同センターは抗議行動だけでなく、企業との対話を通じた解決をはかろうとしており、すでにパナソニックやウォルマートによる中国での生産・流通活動の汚染対策に協力した実績があります。環境汚染への意識の高い中国国内企業が少ない一方、海外から中国に進出してきた多国籍企業は、生産拠点での環境汚染は企業ブランドへの風評リスクにつながるため、いちはやく対応する様子が見られます。

アジアのCSR情報プラットフォームを運営するCSR Asia会長、リチャード・ウェルフォード氏の談話によれば、中国の企業でも、多国籍展開を経てグローバル企業への成長をめざす大企業の一部は、環境やCSRを重視しているとのことです。今、より多くの中国企業が環境保護とサステナビリティへの取り組みを進めることと、すでに始めている取り組みを広く伝えていくことが求められています。


最後に

これまでにJFSのメンバーが出会った中国の行政関係者や環境NGOからは、「世界の進んだ取り組みをもっと学んで、中国で生かしていきたい」という声が多く聞かれました。世界から学ぶことで、中国国内の実情に即した取り組みも進んでいくことでしょう。しかし、環境情報の発信に関しては、今のところ国内の意識啓発を重視しているため、「中国での環境やサステナビリティへの進んだ取り組みについての情報を幅広く世界に伝えていこう」という動きは、まだこれからです。

中国は急激な経済成長を遂げ、2007年には世界最大の二酸化炭素排出国になりました。 一方、2009年には世界一の風力発電の新規設備容量を誇る国ともなっています 。中国の動向については世界の注目が集まっていますが、環境やサステナビリティに関する情報は、分野や主体者ごとに分散しているのが現状です。政府や地域、個人など、プレイヤーや取り組みの規模の大小を問わず、中国国内の環境対策やサステナビリティに向けての動きを包括的に伝えるメディアが求められています。

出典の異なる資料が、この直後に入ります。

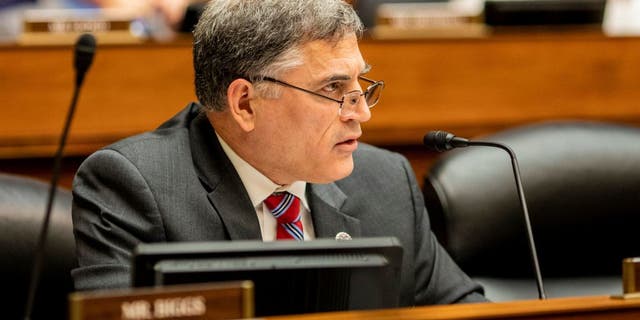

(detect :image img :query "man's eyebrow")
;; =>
[324,63,371,82]
[360,63,371,76]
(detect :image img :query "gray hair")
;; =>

JFSでは、日本発の環境情報を発信してきた経験と世界へのチャンネルを生かし、中国から世界への環境情報発信(China for Sustainability)を後押ししたいと考えています。現在、ボランティアメンバーの協力を得て、情報を集め、記事を書いてもらう仕組みづくりを進めているところです。

中国の環境情報を、JFSから世界の読者のみなさんにお届けできる日を、どうぞお楽しみに!

世界をサステナブルな方向に動かしていくために、JFSからAFSへ、そしてWFS(World for Sustainability)に向けて、中国やアジア、世界の仲間たちとのコラボレーションを心から楽しみにしています。